April 25, 2012 - 18:26 AMT
EU envoys returning to Belarus after spat over human rights

Britain is sending its ambassador back to Belarus in line with a similar move by other European Union governments, the foreign ministry said on Wednesday, April 25 following a diplomatic spat with the former Soviet republic over human rights, Reuters reported.

EU states withdrew their ambassadors from Minsk in February in a solidarity gesture after Belarus told representatives from Brussels and Warsaw to leave. Earlier, the bloc had tightened sanctions against the country.

"All EU ambassadors are returning to Minsk, including our own ambassador," a spokesman for Britain's Foreign and Commonwealth Office told Reuters, without giving exact details of when the representative would return.

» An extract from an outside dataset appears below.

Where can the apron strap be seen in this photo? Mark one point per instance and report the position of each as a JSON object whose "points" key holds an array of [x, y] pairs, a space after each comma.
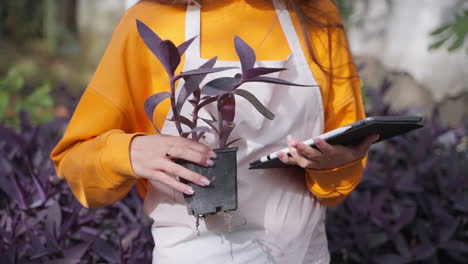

The 27-member bloc ordered their envoys home on February 28 after relations with Minsk soured following President Alexander Lukashenko's crackdown on the opposition after his re-election for a fourth term in December 2010.

Earlier this month Lukashenko pardoned a key political prisoner and his former rival in the race for presidency, Andrei Sannikov, a move long urged by the EU.

Poland, Lithuania and Sweden sent their representatives back to Minsk on Wednesday. "Other ambassadors will return over the next hours and days," Poland's Foreign Ministry spokesman Marcin Bosacki said.